Casey holds off big-money challenge

Bob Casey , who quietly fought off monied challenger Tom Smith, accepts his victory Tuesday night.
Bob Casey , who quietly fought off monied challenger Tom Smith, accepts his victory Tuesday night. (DAVID SWANSON / STAFF PHOTOGRAPHER)
Posted: November 08, 2012

NO ONE'S ever accused Bob Casey Jr. of setting the world on fire.

He doesn't win elections by sheer force of personality or with the charisma of the man who occupied his Senate office in the 1950s, John F. Kennedy.

Doesn't have to. He's Bob Casey. Calm, cool and collected. Some might say boring, but, hey, it works in Pennsylvania.

The Scranton Democrat was elected Tuesday to a second six-year term in the U.S. Senate, turning back Republican Tom Smith, a rich tea partier and self-described "old farm boy" from Armstrong County with deep pockets but little experience in statewide politics.

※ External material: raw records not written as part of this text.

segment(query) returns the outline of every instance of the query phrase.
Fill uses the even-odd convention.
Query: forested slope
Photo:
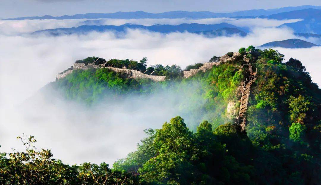
[[[66,99],[88,106],[106,98],[159,92],[179,93],[188,101],[179,102],[181,117],[165,122],[160,129],[146,130],[147,137],[137,150],[117,161],[111,169],[104,163],[71,167],[51,160],[50,150],[36,155],[29,151],[13,153],[9,158],[2,155],[0,182],[318,184],[321,90],[299,60],[284,62],[284,56],[277,51],[253,46],[239,52],[243,54],[250,49],[255,52],[246,57],[257,73],[244,131],[236,119],[239,87],[248,75],[243,55],[187,79],[182,78],[177,66],[152,66],[166,74],[164,82],[126,78],[106,68],[74,70],[50,85]],[[30,139],[29,143],[35,141]],[[37,178],[36,171],[43,178]]]

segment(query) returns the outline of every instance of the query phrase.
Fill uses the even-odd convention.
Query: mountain
[[[33,19],[204,19],[216,17],[229,17],[242,16],[256,17],[267,16],[273,14],[308,8],[321,9],[321,6],[304,5],[300,6],[288,7],[268,10],[250,10],[229,13],[214,13],[208,11],[187,12],[173,11],[153,13],[143,11],[104,13],[90,13],[85,14],[76,14],[73,15],[63,15],[54,17],[46,15],[43,16],[24,17],[10,18],[5,20],[25,20]]]
[[[246,36],[247,33],[237,28],[224,28],[215,30],[196,31],[193,32],[197,34],[202,34],[207,37],[212,37],[215,36],[229,36],[236,34],[242,36]]]
[[[185,31],[200,33],[205,31],[213,31],[213,34],[218,35],[222,35],[224,33],[228,35],[236,33],[239,33],[242,35],[246,34],[244,31],[240,30],[243,29],[243,28],[224,22],[216,24],[201,24],[193,23],[182,24],[178,25],[157,24],[149,26],[130,24],[126,24],[120,26],[82,25],[76,28],[62,28],[37,31],[32,34],[45,33],[52,35],[58,35],[73,34],[84,34],[91,31],[103,32],[111,30],[117,32],[124,32],[128,28],[144,29],[163,33]]]
[[[309,37],[315,37],[316,38],[321,37],[321,35],[318,34],[315,34],[314,33],[294,33],[294,35],[299,36],[303,36],[306,38]]]
[[[308,8],[279,13],[268,16],[260,16],[259,17],[279,20],[294,19],[319,19],[321,18],[321,10]]]
[[[296,33],[321,34],[321,11],[319,17],[307,18],[301,21],[284,23],[279,28],[288,27]]]
[[[246,52],[251,49],[251,52]],[[98,118],[114,117],[118,122],[112,125],[125,128],[116,132],[124,143],[133,139],[133,134],[137,134],[130,129],[138,126],[130,119],[121,121],[122,117],[139,116],[142,122],[148,123],[147,128],[152,128],[145,130],[145,134],[142,133],[142,137],[145,137],[135,151],[110,165],[88,162],[71,166],[54,159],[56,156],[53,157],[51,152],[56,149],[54,147],[46,146],[52,149],[39,151],[35,147],[30,148],[36,138],[24,135],[28,140],[26,143],[25,137],[21,140],[22,145],[27,146],[25,152],[14,151],[9,156],[0,150],[1,184],[319,184],[321,89],[298,60],[291,58],[283,62],[284,56],[278,51],[255,50],[253,46],[239,51],[213,57],[220,62],[186,78],[176,65],[159,64],[146,69],[164,73],[167,79],[161,82],[130,77],[132,74],[125,75],[101,66],[144,68],[146,59],[139,62],[129,59],[106,61],[95,57],[76,61],[84,67],[103,63],[100,67],[75,68],[46,87],[57,91],[64,101],[73,101],[71,106],[57,108],[69,116],[73,129],[80,131],[82,127],[86,133],[107,134],[107,129],[98,126],[101,125]],[[139,63],[140,67],[133,65]],[[131,69],[123,69],[126,70]],[[155,96],[157,98],[148,101]],[[58,98],[48,97],[51,101]],[[244,97],[246,102],[242,101]],[[122,113],[118,107],[122,102],[130,111]],[[84,103],[90,104],[86,107],[88,111],[69,113]],[[144,108],[137,109],[142,104]],[[165,111],[166,106],[181,117],[161,114],[164,123],[161,126],[156,124],[160,118],[155,115]],[[241,112],[246,115],[246,119],[241,119],[246,123],[244,129],[238,120]],[[54,116],[60,118],[55,113]],[[145,118],[145,115],[151,114],[152,118]],[[43,115],[40,114],[42,119],[39,119],[44,122]],[[72,122],[73,117],[80,115],[81,119],[85,115],[91,118],[88,126]],[[34,120],[38,117],[32,117]],[[169,121],[170,117],[173,118]],[[54,126],[51,129],[62,129]],[[63,139],[66,146],[75,143],[74,140]],[[101,151],[102,146],[108,143],[93,138],[90,141],[97,145],[86,149],[94,153]],[[115,150],[122,146],[107,147]],[[83,148],[82,145],[78,147]],[[65,150],[66,155],[70,155],[70,150]],[[104,156],[107,153],[101,152]]]
[[[265,47],[281,47],[285,48],[310,48],[317,45],[310,42],[297,39],[288,39],[282,41],[272,42],[260,46]]]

Casey, 52, son of the late Gov. Robert Casey Sr., and a former state treasurer and auditor, bested a jittery Smith in their lone debate and withstood an onslaught of attack ads with a somewhat low-key campaign; Ed Rendell called it a "non-campaign" last month.

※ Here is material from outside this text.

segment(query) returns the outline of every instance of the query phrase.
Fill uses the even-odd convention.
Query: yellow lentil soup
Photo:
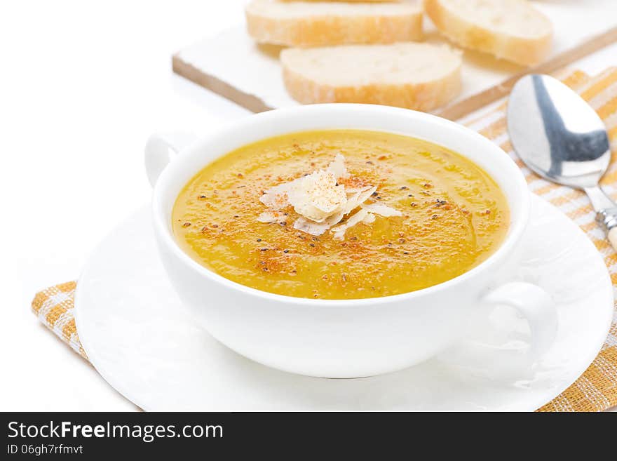
[[[292,206],[277,222],[258,220],[265,191],[325,168],[339,154],[348,187],[377,187],[367,203],[398,215],[360,222],[342,239],[294,229]],[[172,211],[180,247],[209,269],[263,291],[320,299],[388,296],[453,279],[492,254],[509,222],[503,192],[470,160],[426,141],[353,130],[293,133],[230,152],[189,182]]]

Smith, 65, a high-school-educated former coal miner who made millions running his own company, dumped $17 million of his personal fortune into the race and blasted Casey on TV as "Senator Zero."

But a seat in the Senate - some call it "the world's most exclusive club" - apparently costs a tad more.

Casey, who unseated U.S. Sen. Rick Santorum in 2006, had the advantage of a popular name and a winning combination of policy positions: Pro-life, pro-gun, pro-labor. Smith, by contrast, ran as a staunch fiscal conservative who called global warming a hoax and said that he'd consider eliminating the Department of Education.

Pennsylvania Democratic Party Chairman Jim Burn said that Smith's money couldn't make up for a lack of a message that appealed to voters.

"You can have all the money in the world," Burn said. "How many Pennsylvanians can find common ground with a man who can throw $15 million dollars into a race because he has nothing else to do?"

Casey, whose victory likely puts him in the pool of potential Democratic gubernatorial candidates in 2014 or 2018, is the first Pennsylvania Democrat in a half-century to win a second Senate term.

Staff writer Chris Brennan contributed to this report.